Increases in extreme rainfall intensities as a result of climate change pose a great risk due to the possibility of increases in pluvial flooding, particularly in urban and developed areas. But evidence is emerging that the observed increases in extreme rainfall are not resulting in universal increases in flooding. Indeed, on a global scale, studies consistently find more gauge stations with decreasing rather than increasing trends in the annual maxima flood magnitude. Here, we aim to improve our understanding of how rainfall and streamflow extremes are changing and why floods are not always observed to increase despite increases in rainfall extremes. To do so, we examine trends in streamflow events using 2776 stations from the Global Runoff Data Centre, with events chosen to isolate the impact of changes to their respective rainfall and antecedent soil moisture. The analysis is limited to stations with 30 years or more of active record with the majority of stations in North America, Europe, Brazil, Oceania, and southern Africa.

Consistent with physical reasoning, for more frequent events such as the annual maxima, it is found the peak 1-day rainfall event intensity is increasing approximately a rate of 6–7%/°C, with rarer event intensities increasing at a rate exceeding the Clausius-Clapeyron relation. We find that storm volumes are not increasing as greatly as the peak rainfall and storm durations are decreasing, pointing to an intensification of rainfall events and a peakier temporal pattern. While rainfall is intensifying, the magnitude of frequent floods (those expected to occur on average once per year) are in general decreasing, particularly in tropical and arid regions of the world. We find that this is likely due to a dominance of drying antecedent soil moisture conditions. However, the magnitude of rarer floods has, on average been increasing. We suggest this is because, for these rarer events, the increase in rainfall outweighs the decrease in soil moisture. Our results point to a worst of both world’s scenario where small floods, responsible for filling our water supplies, are decreasing, while the large flood events which pose a risk to life and infrastructure, are increasing.
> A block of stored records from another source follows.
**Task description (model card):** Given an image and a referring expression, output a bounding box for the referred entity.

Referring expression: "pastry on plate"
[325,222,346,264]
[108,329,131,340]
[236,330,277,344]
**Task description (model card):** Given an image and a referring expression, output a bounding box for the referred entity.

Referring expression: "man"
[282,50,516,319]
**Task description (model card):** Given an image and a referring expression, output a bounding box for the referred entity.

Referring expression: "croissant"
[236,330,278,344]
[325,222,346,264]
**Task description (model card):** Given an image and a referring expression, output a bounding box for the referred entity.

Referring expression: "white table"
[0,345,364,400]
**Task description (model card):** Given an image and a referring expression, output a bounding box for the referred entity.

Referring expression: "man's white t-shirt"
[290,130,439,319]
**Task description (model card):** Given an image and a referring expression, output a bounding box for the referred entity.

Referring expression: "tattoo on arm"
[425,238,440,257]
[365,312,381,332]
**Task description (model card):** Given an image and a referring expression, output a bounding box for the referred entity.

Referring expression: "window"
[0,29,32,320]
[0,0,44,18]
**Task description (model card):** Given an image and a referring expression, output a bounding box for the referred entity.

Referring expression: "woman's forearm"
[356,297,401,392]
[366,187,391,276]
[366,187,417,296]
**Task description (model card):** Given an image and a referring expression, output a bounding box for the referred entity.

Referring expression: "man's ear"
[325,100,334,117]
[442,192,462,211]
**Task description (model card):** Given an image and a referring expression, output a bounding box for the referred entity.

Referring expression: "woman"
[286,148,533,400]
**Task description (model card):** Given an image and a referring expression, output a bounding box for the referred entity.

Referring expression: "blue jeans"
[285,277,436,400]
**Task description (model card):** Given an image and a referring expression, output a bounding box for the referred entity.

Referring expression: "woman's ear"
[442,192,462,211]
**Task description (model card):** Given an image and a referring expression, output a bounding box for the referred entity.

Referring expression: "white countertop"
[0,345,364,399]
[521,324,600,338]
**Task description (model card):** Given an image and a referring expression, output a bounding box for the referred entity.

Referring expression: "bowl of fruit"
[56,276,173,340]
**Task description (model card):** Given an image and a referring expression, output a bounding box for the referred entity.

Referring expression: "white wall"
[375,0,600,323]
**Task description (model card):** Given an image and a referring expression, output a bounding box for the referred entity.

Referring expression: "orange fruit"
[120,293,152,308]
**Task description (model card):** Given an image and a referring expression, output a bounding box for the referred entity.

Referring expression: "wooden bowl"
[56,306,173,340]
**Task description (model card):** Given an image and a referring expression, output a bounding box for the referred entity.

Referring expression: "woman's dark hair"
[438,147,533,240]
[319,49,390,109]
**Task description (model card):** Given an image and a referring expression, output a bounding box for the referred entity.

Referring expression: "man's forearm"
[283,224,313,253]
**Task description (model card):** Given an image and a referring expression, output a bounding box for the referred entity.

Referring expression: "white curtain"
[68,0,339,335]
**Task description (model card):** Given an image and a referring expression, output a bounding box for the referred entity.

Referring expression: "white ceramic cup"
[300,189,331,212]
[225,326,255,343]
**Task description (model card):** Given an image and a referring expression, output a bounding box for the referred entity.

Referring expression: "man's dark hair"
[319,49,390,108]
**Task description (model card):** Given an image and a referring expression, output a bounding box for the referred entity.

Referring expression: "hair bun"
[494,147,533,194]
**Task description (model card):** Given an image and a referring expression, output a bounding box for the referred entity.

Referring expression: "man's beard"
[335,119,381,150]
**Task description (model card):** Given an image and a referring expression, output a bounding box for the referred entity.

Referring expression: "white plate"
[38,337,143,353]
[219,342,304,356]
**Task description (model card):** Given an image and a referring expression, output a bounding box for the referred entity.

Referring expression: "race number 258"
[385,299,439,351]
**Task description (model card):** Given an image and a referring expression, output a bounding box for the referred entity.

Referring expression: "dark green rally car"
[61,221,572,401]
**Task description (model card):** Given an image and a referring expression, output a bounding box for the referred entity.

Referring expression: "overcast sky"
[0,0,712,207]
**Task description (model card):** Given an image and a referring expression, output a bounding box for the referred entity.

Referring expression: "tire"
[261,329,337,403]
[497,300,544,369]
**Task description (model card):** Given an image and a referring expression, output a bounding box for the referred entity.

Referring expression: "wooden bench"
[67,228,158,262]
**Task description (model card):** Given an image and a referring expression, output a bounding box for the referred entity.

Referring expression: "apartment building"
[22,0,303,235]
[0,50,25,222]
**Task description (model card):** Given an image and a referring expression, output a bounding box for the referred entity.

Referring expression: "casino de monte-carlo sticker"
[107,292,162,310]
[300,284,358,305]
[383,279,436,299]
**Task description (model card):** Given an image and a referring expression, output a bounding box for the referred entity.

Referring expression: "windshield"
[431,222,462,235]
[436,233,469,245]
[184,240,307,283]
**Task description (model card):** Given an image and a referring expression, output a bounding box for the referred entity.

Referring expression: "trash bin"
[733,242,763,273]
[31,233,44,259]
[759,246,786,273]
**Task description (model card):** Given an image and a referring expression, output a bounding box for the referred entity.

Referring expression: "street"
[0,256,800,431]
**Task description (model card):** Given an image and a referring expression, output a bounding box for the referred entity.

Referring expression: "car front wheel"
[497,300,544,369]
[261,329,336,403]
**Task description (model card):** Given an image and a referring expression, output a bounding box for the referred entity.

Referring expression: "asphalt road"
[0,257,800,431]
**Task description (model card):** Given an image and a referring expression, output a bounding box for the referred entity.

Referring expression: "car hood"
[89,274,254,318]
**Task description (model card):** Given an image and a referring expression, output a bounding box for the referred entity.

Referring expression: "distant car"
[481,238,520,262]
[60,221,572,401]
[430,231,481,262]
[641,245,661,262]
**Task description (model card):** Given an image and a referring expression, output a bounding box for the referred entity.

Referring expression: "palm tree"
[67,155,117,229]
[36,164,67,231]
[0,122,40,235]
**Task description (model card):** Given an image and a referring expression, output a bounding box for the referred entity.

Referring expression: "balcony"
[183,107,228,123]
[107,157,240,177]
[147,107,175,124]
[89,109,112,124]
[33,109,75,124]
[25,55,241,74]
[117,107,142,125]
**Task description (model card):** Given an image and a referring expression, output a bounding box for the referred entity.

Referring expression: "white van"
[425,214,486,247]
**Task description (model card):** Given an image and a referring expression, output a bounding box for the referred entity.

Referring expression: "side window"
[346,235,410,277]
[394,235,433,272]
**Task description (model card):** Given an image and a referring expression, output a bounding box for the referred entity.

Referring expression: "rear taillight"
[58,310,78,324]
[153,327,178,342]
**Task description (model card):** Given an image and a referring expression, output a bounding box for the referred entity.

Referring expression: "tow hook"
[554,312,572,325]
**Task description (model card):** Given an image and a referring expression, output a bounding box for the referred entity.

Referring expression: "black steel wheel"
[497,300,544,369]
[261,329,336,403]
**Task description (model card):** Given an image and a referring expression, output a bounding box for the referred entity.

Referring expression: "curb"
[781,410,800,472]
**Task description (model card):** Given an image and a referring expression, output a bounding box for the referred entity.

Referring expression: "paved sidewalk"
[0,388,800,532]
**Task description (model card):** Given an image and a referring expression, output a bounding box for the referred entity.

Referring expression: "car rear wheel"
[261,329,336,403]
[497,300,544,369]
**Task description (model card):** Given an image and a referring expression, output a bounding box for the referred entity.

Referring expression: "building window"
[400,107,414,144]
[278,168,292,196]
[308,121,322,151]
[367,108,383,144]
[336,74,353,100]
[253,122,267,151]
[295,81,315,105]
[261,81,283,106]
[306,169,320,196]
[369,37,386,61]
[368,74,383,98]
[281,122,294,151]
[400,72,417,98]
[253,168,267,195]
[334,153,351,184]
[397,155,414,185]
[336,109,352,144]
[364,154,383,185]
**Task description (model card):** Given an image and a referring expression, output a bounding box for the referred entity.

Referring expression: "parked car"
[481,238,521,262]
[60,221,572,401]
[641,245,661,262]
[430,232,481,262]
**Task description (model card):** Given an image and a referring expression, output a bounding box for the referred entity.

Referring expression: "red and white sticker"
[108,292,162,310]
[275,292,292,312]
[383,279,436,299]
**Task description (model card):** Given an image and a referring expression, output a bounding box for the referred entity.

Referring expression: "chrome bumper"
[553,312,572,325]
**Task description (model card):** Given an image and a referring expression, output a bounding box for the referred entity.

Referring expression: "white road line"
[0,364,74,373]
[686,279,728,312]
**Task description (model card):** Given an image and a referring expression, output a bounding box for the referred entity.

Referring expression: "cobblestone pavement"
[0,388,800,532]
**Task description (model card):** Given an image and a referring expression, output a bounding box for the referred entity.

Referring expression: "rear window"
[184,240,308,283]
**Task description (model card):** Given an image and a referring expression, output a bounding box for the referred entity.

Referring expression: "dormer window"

由于洪水泛滥的可能性增加，特别是在城市和发达地区，气候变化导致极端降雨强度的增加构成了巨大的风险。但有证据表明，观察到的极端降雨量增加并未导致洪水普遍增加。事实上，在全球范围内，研究一致发现更多的监测站的年度最大洪水量级呈下降趋势而不是上升趋势。在这里，我们的目标是提高我们对降雨和水流极端情况如何变化的理解，以及为什么尽管极端降雨量增加，但并不总是观察到洪水增加。为此，我们使用来自全球径流数据中心的 2776 个站点来检查水流事件的趋势，选择事件以隔离变化对各自降雨量和前期土壤湿度的影响。分析仅限于具有 30 年或更长时间活跃记录的台站，其中大部分台站位于北美、欧洲、巴西、大洋洲和南部非洲。

与物理推理一致，对于更频繁的事件，例如年度最大值，发现峰值 1 天降雨事件强度以大约 6-7%/°C 的速度增加，稀有事件强度增加的速度超过克劳修斯-克拉佩龙关系。我们发现风暴量的增加并不像峰值降雨量和风暴持续时间的减少那样大，这表明降雨事件的加剧和峰值时间模式。虽然降雨量正在加强，但频繁发生的洪水（预计平均每年发生一次）的程度总体上正在下降，特别是在世界热带和干旱地区。我们发现这可能是由于干燥的先行土壤水分条件占主导地位。然而，较罕见的洪水的规模平均一直在增加。我们认为这是因为，对于这些罕见的事件，降雨量的增加超过了土壤水分的减少。我们的结果指出了世界上最糟糕的情况，负责填补我们供水的小洪水正在减少，而对生命和基础设施构成风险的大洪水事件正在增加。